8月末の夜、数多くの高級クルーザーが係留する東京夢の島マリーナのクラブハウスで、あるパーティが催されていた。
【写真】新たな失言をした桜田元五輪相
会費は5000円でワインや焼酎などのアルコールのほか、阿波牛の角切りステーキなど豪勢な食事がテーブルに並ぶ。
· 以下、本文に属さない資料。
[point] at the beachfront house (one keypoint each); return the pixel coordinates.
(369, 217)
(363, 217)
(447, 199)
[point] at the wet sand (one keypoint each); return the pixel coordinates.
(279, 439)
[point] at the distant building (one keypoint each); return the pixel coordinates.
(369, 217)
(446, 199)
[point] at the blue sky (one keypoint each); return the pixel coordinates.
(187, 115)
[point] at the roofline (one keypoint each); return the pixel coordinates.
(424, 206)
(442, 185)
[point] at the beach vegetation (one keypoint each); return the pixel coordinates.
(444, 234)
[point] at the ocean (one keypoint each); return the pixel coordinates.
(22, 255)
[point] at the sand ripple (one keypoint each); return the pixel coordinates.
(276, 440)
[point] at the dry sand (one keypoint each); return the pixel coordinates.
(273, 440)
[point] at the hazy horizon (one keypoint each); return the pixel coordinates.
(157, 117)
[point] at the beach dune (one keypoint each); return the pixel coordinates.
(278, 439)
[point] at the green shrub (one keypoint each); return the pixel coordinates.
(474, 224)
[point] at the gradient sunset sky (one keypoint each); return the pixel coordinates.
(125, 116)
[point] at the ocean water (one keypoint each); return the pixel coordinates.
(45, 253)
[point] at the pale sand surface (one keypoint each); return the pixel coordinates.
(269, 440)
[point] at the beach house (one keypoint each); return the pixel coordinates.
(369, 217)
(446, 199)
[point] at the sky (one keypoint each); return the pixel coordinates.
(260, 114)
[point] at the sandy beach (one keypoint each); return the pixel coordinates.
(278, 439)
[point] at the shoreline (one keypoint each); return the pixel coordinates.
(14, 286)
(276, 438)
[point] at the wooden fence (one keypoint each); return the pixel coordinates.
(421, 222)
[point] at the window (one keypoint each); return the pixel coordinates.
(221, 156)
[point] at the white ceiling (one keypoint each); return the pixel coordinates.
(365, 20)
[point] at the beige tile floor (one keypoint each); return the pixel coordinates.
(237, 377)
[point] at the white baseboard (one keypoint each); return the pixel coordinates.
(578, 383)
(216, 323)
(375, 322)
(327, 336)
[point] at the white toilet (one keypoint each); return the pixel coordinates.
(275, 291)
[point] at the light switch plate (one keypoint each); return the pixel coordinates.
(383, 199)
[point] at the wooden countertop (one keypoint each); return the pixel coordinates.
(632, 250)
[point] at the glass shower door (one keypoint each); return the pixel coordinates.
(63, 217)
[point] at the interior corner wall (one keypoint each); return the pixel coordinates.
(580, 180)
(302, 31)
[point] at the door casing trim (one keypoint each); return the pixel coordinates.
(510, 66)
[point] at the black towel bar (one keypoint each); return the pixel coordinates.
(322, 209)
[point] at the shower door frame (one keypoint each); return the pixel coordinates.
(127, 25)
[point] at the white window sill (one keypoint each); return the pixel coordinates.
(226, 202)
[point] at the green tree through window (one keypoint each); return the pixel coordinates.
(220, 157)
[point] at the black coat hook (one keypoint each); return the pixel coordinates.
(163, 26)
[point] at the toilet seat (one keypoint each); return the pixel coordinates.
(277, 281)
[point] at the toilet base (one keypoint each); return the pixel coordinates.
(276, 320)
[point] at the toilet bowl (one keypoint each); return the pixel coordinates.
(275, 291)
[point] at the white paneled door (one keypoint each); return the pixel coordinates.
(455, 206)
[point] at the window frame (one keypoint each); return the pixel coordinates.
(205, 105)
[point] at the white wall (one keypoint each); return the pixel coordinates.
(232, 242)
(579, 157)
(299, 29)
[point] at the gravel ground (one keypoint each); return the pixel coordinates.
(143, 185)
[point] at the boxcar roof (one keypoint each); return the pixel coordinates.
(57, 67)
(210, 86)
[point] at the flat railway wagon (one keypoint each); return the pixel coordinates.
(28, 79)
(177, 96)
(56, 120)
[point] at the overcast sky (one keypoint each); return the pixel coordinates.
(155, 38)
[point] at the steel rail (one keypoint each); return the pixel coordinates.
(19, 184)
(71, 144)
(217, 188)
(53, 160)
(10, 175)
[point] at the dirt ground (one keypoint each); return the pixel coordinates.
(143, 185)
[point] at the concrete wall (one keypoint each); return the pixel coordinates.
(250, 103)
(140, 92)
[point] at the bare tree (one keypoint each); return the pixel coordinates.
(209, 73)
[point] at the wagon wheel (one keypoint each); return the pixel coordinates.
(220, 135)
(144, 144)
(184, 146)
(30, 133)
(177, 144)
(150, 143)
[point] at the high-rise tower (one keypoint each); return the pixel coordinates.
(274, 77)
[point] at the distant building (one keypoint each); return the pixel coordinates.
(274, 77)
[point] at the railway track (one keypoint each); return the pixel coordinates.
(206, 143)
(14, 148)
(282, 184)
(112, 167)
出席しているのは幅広い年齢層の起業家たちだが、中心にいたのは意外な人物だった。
問題発言を繰り返したあげく、岩手県出身の高橋比奈子・衆院議員の政治資金パーティで「復興以上に大事なのは高橋さん」と言って五輪担当相を事実上更迭された桜田義孝・衆院議員である。
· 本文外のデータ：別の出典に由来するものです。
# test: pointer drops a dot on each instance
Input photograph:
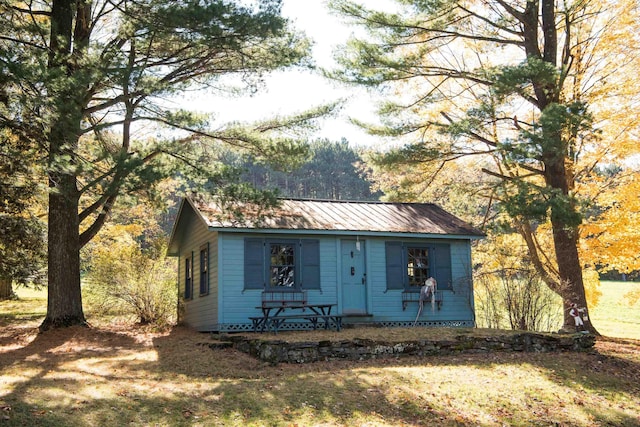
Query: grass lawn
(614, 316)
(115, 374)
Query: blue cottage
(367, 259)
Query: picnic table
(275, 312)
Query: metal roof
(324, 215)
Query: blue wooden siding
(386, 304)
(201, 311)
(237, 304)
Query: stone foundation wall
(274, 351)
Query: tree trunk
(6, 290)
(64, 303)
(565, 241)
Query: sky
(295, 90)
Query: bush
(509, 293)
(124, 278)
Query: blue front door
(354, 277)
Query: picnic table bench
(274, 303)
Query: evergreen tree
(504, 81)
(92, 76)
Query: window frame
(188, 278)
(397, 265)
(258, 267)
(204, 269)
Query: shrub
(124, 278)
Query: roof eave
(370, 233)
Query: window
(281, 264)
(417, 266)
(188, 277)
(204, 269)
(410, 264)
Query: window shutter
(441, 269)
(310, 263)
(396, 270)
(254, 268)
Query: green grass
(614, 316)
(123, 375)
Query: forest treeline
(332, 171)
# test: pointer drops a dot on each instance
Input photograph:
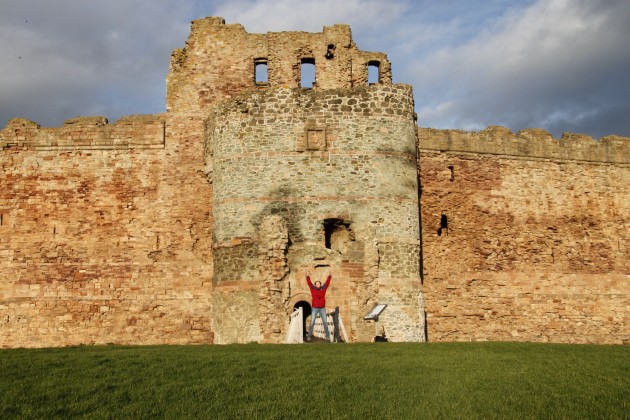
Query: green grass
(371, 380)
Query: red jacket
(318, 295)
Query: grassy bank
(437, 380)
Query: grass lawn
(370, 380)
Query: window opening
(261, 74)
(307, 73)
(374, 72)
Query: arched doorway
(306, 313)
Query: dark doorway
(306, 313)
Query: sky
(560, 65)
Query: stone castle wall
(538, 236)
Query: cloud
(311, 16)
(557, 64)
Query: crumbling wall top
(529, 143)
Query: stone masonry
(199, 225)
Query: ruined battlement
(222, 60)
(531, 143)
(85, 133)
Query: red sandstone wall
(100, 245)
(537, 249)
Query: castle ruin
(199, 225)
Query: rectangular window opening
(307, 73)
(374, 72)
(261, 73)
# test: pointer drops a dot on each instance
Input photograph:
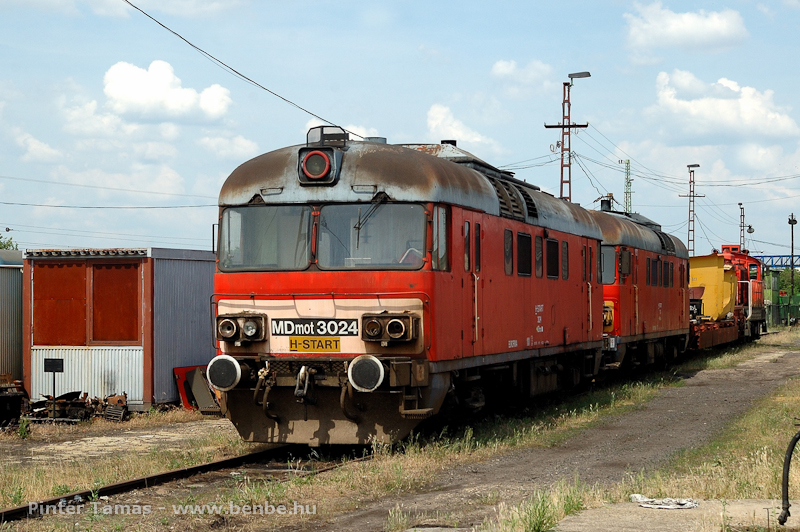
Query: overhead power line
(105, 206)
(99, 187)
(232, 70)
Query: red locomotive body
(644, 275)
(360, 285)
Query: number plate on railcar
(314, 327)
(317, 344)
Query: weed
(62, 489)
(397, 520)
(16, 496)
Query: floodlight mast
(691, 196)
(566, 126)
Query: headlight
(395, 329)
(227, 328)
(246, 327)
(250, 328)
(373, 328)
(390, 327)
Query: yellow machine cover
(719, 296)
パーティ主催者が桜田氏の支援者だった関係で、この夜はライムの入った焼酎を片手に、頬を赤らめながら上機嫌でマイクを握っていた。
「適当なこと言っていいんですか? 炎上さえしなければいい?」
開口一番、そう言って会場から、拍手喝采を浴びた桜田氏。次の選挙に向けてこんな話をした。
「東京で会合やイベントの声がかかると“あれっ、今度の選挙なんとかなるかなぁ”と思うんですよ。人気のバロメーターは東京でどれだけ呼ばれるかどうか。地元の世論調査で金かけるくらいならこういうところに来たいね」
また、「今日は横浜で開かれたアフリカ会議に数少ない国会議員の中から行きましてね」と最近の活動報告を始めたかと思うと、
「日本が国連の常任理事国になるには気難しいヨーロッパより、アフリカの約50票を狙ったほうがいい。私はそろばん勘定は達者なんですよ。頭は悪いけどね」
と調子が上がる。そして締めに近づくと、やっぱり……。
「正直に言う政治家が必要だと私は思うんです。(ほかの政治家は)『皆さんの声を国会に届けます』とか言っておいて自分の都合の悪い時はよぉ……。俺はこの前言ってやったんだよ。私は失言なんかしたことありませんと。文句言われても構わない。正直に、まっとうにやりたいんです」
あぁ、失言とは自覚してなかったということなのか……。
桜田事務所に発言の真意を問うと、「パーティの企画担当に聞いてほしい」との回答。その担当者に尋ねると、
「あれは7月30日に発足した先生を支援する会『令和目安塾』の集まりです。クローズドの会なんで、それだけご理解ください」
との説明だった。“新失言”でもう一花咲かせるつもりか。